Si bien era previsible que dicha detención fuera (como fue) usada políticamente, también era bastante obvio que el Dr. Da Silveira argumentaría que no estaba en conocimiento del pedido de captura de su pareja. Nadie podría asegurar lo contrario, puesto que sólo el Dr. Da Silveira es quien sabe si sabe o no.
Una vez asumido el nuevo gobierno, el Dr. Da Silveira fue dando muestras de su falta de conocimiento en asuntos que nos afectan -como población- mucho más que las actividades de su pareja y de los cuales él debería tener, al menos, un conocimiento concreto.
En junio, el ya Ministro de Educación y Cultura cuestionó el programa de alimentación en las escuelas al que calificó como gasto y fue un poco más allá al cuestionar la cantidad de dinero que se destinaba a tal plan. El ex consejero de primaria Hector Florit le salió al cruce, recordándole que el programa de alimentación escolar data de 1920 y que por primera vez estaba siendo cuestionado y señalándole que el "gasto" por niño es de U$S 1.
Luego vinieron los cruces del Ministro de Educación y Cultura con la Sociedad Uruguaya de Actores y el colectivo de actores y técnicos teatrales, cuando -pretendiendo justificar las demoras del gobierno para habilitar los protocolos propuestos por dicho colectivo para la reapertura de las salas- twitteó montos que supuestamente recibía la Institución Teatral El Galpón, los cuales además de excesivamente inflados era lisa y llanamente falsos.
En esa ocasión el ministro demostró dos cosas: 1- desconocía la realidad del ambiente teatral; y 2- prioriza el uso de la red social Twitter por sobre la gestión del ministerio que tiene a su cargo.
En el día de ayer el inefable Da Silveira, cuestionó la representatividad del sindicato de profesores de secundaria, FENAPES, señalando la cantidad de seguidores que tiene la cuenta de Twitter del colectivo docente en función del número de docentes de secundaria.
Lo primero que demuestra el ministro es que su adicción a la red social Twitter es por lo menos excesiva.
Quizás haya que plantearse la posible nomofobia (temor a desconectarse de las redes sociales) del ministro, lo cual sería un problema mayúsculo para el ministro, para el gobierno y para toda la sociedad en función del área que le corresponde administrar a Da Silveira.
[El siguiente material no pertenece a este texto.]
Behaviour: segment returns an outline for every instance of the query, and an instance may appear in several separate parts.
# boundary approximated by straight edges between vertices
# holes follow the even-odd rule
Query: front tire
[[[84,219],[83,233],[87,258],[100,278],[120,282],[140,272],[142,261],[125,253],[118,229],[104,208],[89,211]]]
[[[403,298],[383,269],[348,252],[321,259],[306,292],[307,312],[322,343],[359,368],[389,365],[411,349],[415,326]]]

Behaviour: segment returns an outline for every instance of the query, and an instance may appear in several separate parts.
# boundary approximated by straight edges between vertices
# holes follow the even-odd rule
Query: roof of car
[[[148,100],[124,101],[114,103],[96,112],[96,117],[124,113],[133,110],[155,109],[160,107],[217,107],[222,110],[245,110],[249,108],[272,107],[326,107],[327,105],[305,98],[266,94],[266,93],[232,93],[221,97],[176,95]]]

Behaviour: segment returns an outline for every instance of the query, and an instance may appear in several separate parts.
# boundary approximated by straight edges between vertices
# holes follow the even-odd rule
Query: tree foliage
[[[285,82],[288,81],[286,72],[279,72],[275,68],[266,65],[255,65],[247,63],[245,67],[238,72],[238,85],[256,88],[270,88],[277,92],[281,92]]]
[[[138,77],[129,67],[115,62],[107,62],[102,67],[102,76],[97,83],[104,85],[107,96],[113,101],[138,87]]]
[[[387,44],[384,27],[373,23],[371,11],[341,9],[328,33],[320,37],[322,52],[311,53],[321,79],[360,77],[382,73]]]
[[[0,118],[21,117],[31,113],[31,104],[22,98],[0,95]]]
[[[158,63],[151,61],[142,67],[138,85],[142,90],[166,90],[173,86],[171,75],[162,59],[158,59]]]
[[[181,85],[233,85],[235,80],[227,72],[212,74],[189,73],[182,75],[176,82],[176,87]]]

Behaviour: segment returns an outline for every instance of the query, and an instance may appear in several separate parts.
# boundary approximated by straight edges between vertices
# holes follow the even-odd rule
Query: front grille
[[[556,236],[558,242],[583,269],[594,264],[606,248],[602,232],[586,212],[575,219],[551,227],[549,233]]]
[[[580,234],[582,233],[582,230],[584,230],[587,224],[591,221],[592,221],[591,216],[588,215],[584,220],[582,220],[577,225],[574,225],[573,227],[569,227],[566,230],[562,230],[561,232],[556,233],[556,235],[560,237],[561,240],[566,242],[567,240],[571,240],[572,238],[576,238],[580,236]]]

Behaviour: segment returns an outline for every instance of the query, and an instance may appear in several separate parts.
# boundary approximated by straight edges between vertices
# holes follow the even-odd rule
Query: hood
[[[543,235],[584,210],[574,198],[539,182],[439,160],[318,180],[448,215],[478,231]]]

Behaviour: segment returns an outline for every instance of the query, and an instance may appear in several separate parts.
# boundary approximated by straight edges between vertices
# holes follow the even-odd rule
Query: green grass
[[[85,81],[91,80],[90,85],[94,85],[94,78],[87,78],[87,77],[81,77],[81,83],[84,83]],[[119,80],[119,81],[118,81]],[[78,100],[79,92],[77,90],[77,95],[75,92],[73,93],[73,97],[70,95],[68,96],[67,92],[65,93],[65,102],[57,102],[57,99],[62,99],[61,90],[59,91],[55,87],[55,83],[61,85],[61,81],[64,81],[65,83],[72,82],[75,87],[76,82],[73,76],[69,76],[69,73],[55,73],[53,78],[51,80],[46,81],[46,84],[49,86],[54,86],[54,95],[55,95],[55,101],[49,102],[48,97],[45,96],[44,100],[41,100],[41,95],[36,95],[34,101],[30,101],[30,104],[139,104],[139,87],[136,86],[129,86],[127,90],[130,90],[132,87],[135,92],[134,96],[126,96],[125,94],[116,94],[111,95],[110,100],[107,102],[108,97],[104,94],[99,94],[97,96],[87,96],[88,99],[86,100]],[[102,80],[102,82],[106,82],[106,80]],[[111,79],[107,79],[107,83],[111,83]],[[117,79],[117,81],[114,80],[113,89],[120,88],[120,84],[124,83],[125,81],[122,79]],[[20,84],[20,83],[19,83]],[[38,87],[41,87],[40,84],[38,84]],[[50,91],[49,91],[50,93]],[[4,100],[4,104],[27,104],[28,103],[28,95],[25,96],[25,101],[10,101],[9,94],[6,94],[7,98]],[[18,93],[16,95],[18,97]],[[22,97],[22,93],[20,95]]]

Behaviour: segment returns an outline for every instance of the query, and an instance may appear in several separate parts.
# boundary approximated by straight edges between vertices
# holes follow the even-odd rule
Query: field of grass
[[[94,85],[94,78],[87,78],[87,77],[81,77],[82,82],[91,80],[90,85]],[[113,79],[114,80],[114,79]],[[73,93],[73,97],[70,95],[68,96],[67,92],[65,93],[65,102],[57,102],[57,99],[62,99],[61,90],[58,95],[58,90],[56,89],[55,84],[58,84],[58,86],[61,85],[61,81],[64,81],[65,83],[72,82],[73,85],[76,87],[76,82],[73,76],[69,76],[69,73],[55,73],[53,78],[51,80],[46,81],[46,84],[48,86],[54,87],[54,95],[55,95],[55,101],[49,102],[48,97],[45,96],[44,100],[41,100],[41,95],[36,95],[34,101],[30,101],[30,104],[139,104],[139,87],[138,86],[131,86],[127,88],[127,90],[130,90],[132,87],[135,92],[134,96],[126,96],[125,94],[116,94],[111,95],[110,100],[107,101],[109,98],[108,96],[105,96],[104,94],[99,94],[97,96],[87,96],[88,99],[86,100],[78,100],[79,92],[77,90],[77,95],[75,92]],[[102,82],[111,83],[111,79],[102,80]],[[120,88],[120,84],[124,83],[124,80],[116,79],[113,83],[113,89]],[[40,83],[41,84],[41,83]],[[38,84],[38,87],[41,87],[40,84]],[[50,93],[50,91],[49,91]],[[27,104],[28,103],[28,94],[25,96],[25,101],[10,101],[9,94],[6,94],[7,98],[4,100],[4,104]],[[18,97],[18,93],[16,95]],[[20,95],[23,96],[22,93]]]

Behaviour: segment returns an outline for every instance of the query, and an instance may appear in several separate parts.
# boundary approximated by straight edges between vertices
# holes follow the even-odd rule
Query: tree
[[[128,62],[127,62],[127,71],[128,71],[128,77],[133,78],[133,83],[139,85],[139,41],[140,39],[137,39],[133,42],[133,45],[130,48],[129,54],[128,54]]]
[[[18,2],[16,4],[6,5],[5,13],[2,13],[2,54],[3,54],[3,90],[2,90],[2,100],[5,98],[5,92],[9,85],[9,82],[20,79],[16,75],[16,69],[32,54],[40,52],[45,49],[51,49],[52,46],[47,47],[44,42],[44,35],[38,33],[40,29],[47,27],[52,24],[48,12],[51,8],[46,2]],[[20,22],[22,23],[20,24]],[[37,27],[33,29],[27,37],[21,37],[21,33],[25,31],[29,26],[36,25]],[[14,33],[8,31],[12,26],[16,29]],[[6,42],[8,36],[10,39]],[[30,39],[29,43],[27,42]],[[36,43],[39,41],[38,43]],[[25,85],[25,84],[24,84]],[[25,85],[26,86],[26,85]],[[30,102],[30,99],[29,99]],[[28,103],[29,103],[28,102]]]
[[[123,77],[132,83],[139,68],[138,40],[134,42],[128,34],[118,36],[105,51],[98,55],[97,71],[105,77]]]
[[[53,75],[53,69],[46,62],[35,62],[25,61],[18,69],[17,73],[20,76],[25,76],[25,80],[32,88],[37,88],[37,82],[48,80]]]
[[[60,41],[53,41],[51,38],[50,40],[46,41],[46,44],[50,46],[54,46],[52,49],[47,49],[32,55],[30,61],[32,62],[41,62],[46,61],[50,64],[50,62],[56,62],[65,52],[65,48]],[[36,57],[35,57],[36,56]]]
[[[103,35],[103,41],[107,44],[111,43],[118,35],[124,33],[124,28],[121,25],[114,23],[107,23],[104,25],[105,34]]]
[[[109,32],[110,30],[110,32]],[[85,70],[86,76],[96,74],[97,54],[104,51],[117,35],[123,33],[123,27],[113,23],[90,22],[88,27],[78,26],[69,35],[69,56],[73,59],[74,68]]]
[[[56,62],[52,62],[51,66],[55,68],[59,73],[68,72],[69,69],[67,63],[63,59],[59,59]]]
Pero además, José Olivera (integrante de FENAPES), hizo notar en el programa "Intercambio" de M24, que del universo de más de 60 mil funcionarios de la ANEP, aproximadamente 51 mil son docentes. Lo cual demuestra que -una vez más- el ministro hace afirmaciones falsas.
Si las hace por desconocer el dato o si las hace adrede solo él lo sabe.
En cualquier caso, es grave que un secretario de Estado se maneje con esa irresponsabilidad y con argumentos cuasi infantiles.
Sobre todo si se trata de quien administra la educación y la cultura de un país.